Seguramente tú no hablas en tu casa como hablas en el trabajo. Tampoco hablas con tu mamá como hablas con tu hermano, o tu pareja. Al leer los leaks de los chats del gobernador Ricardo Roselló, todos sabemos que ese no es el lío. La gente no es boba y nadie querría que lo que dijera entre las colchas, entre familia o entre panas saliera a la luz pública. También dudo que alguien aquí creyera que, cuando no estaba frente a un podio, el gobernador se transformara, por arte de magia, en el modelo de la elocuencia o, como poco, de la gramática.

Nadie espera transparencia. Sabemos que los políticos politiquean, que dicen pero no dicen, que apelan pero no argumentan, que seducen pero no convencen. A pesar de esto, algunos esperamos que los buenos políticos, por lo menos, le den cierta importancia a la palabra pública, que entiendan su alcance. Una de las particularidades del actual gobernador es que, desde su entrada al espacio público, sus palabras nunca han parecido muy cuidadas. Siempre se han sentido torpes, superficiales, mal conjugadas. Pero aun así, sus más fervientes seguidores, o los más bondadosos, insisten que no hay que ser buen orador para ser buen gobernador, o que no hay que tener la metáfora indicada en el momento correcto o tan siquiera hacer buen uso del subjuntivo, si se tiene el corazón en el lugar indicado, si se es un administrador efectivo. 

Pero la realidad es que, más allá de la merecida indignación, la lectura del back-and-forth virtual entre el gobernador y sus panas no es sólo ofensiva por su brutal misógina (como ya otras lo han señalado), sino que es incómoda y esclarecedora por lo cotidiana que se revela, por la profunda trivialidad de su torpeza. Ahí no hay complot, no hay crimen (por ahora). Lo que vemos, y ese es uno de los mayores problemas, es un corillo de machos jangueando.

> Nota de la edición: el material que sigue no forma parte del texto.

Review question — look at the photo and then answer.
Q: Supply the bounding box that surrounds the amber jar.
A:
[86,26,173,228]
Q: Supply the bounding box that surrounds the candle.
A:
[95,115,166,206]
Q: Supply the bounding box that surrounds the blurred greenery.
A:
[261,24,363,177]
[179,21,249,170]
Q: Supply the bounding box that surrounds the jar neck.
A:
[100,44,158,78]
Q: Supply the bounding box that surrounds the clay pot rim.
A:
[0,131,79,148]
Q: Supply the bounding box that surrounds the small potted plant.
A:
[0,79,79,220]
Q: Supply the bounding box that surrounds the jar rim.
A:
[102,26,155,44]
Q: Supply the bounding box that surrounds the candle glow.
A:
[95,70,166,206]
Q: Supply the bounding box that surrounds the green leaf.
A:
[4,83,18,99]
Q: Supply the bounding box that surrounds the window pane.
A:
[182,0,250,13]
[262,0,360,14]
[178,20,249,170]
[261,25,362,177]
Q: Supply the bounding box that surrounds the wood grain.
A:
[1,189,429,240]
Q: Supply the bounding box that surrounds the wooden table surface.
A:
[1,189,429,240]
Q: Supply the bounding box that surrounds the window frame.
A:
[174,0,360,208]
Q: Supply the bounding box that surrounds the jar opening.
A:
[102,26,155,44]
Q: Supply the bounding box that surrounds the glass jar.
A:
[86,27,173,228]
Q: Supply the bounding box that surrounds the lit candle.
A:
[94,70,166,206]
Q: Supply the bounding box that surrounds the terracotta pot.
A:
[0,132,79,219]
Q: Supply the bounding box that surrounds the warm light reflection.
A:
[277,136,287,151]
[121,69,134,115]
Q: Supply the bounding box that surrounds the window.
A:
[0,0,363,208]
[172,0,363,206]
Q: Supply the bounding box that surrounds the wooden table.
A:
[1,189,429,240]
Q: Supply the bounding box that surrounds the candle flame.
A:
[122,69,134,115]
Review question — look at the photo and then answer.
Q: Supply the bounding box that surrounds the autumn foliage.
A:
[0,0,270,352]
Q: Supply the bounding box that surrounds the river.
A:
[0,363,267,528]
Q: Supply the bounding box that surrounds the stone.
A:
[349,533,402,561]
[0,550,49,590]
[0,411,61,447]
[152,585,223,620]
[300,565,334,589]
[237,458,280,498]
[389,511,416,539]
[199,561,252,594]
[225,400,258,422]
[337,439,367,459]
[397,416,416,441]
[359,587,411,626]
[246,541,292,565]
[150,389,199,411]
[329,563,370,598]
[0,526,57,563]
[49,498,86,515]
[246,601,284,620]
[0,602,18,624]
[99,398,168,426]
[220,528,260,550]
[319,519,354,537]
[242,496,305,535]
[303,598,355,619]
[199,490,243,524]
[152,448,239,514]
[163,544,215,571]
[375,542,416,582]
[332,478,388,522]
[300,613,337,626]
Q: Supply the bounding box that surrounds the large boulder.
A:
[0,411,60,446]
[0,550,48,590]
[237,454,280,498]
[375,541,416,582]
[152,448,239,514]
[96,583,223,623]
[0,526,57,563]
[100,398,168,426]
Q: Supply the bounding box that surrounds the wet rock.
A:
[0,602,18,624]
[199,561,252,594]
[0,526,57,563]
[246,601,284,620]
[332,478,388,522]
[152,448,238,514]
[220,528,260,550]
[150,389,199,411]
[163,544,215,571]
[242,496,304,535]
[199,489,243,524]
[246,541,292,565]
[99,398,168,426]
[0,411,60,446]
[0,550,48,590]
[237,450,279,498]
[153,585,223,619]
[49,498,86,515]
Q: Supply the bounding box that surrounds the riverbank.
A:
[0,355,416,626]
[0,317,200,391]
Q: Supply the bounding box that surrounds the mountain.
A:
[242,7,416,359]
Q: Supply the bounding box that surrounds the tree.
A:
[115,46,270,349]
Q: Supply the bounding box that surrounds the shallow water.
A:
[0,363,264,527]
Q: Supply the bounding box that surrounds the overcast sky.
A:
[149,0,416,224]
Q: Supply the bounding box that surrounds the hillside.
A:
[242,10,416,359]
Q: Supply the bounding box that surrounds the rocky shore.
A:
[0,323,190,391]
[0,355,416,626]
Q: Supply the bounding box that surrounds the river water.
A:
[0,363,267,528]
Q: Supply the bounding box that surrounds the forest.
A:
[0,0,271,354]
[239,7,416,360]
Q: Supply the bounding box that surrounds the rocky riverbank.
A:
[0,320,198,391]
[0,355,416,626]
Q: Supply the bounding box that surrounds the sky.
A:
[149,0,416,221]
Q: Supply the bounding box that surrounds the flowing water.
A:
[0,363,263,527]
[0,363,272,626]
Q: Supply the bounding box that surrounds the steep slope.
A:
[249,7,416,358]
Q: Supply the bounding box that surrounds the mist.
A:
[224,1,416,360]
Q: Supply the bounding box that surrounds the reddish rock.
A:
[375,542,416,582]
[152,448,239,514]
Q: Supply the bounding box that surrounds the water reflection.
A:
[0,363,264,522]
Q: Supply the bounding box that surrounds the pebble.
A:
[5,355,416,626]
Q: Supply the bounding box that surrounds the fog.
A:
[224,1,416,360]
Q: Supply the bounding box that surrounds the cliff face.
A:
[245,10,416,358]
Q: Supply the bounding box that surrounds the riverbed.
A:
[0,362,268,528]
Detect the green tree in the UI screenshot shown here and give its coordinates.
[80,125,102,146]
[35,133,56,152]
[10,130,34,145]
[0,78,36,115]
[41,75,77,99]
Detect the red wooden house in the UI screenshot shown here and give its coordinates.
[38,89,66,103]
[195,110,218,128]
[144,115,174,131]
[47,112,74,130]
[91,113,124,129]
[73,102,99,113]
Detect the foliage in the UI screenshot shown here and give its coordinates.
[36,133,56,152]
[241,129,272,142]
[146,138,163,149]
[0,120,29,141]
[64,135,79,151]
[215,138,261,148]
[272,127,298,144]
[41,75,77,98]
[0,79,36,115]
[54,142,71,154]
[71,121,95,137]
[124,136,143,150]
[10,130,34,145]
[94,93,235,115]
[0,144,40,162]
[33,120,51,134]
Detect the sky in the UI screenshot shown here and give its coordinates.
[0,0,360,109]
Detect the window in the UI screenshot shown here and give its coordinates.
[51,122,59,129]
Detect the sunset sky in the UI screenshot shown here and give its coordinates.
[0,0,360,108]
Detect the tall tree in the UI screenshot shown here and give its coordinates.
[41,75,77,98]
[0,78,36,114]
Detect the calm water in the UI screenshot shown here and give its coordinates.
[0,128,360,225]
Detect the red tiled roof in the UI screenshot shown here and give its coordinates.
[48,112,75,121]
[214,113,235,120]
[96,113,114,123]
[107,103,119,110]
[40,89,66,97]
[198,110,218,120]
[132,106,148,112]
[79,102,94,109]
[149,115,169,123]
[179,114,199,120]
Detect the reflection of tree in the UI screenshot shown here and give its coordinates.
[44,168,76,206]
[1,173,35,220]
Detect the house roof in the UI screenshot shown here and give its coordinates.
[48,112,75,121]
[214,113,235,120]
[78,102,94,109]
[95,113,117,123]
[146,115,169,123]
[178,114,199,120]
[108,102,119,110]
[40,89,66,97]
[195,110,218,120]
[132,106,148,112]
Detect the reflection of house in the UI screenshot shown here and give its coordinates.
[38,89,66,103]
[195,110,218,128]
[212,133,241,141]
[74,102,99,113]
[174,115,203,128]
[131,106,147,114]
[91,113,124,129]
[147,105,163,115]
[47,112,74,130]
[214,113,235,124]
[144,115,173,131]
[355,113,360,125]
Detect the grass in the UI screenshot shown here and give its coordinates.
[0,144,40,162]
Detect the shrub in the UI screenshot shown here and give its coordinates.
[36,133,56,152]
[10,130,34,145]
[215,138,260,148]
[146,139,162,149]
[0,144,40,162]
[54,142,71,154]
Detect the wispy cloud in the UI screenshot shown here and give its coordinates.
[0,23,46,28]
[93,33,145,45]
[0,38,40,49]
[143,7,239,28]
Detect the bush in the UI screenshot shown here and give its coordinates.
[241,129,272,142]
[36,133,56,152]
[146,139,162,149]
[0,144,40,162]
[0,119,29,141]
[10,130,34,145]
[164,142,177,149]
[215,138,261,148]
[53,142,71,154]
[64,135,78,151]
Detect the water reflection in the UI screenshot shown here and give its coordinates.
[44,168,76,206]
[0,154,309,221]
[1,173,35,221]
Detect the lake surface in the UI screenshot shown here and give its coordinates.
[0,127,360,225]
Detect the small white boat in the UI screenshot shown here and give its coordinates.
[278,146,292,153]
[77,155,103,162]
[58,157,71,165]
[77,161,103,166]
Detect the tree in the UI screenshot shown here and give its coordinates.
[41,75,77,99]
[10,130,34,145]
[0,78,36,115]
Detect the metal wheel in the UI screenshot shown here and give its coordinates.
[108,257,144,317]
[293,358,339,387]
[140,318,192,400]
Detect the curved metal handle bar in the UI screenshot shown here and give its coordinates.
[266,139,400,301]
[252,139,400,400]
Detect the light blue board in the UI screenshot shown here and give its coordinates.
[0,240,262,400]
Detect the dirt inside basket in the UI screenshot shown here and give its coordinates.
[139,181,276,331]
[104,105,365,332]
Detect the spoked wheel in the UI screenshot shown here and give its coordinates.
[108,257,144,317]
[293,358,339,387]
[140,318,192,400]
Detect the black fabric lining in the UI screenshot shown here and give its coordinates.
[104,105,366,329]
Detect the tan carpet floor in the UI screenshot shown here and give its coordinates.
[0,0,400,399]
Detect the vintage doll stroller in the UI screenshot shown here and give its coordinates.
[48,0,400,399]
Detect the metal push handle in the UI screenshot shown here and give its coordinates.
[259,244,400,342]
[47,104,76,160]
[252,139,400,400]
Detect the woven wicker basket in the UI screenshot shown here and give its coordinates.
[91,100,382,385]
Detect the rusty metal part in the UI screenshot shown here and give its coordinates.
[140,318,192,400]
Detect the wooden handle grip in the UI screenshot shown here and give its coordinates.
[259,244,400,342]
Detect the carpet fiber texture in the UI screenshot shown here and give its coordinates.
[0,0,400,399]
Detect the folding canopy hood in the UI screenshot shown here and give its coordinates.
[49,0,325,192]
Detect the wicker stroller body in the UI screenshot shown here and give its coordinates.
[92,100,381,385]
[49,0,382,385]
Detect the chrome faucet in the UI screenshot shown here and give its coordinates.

Y no son cualquier tipo de machos. Son los que componen la clase política del país. Ahí no podemos decir que son viejos que están “out of touch”. Ahí, entre mensajito y mensajito, lo que se ve es un retrato de la sociabilidad de la clase política del país, del nuevo-pero-siempre-ya-viejísimo old boys’ club. Y aún si dijéramos que, por pura casualidad del universo, fuimos testigos de la primera y única vez que el gobernador intenta jugar a macharrán alfa, la ausencia de reacción del resto de “los nenes” no hace sino confirmar lo normal del asunto, lo habitual del gesto misógino. Un gesto que no se agota en “la mala palabra”, como el gobernador la llamó, sino que también está en el “atiende a esas mujeres” que le escribe el gobernador a otro de los participantes, refiriéndose a un grupo de activistas que querían tratar el asunto de la violencia de género. El gesto se repite, además, en el hecho de que parezca exculpatorio justificarlo, como se hizo en su conferencia de prensa, diciendo que fue una forma de “liberar tensiones”.  

Como ha dicho el filósofo Daniel Gamper en un libro reciente, hoy en día, quienes tienen la fuerza para exigirle responsabilidad a los otros por sus palabras, son precisamente quienes se niegan a asumirla. Al fin y al cabo, esta docena de chats son meramente testimonio de una clase política que bien puede hacer gestos de apertura e inclusión, pero que siempre buscará reproducirse a sí misma, a su imagen y semejanza macharrana, sabiéndose, a la larga, intocable.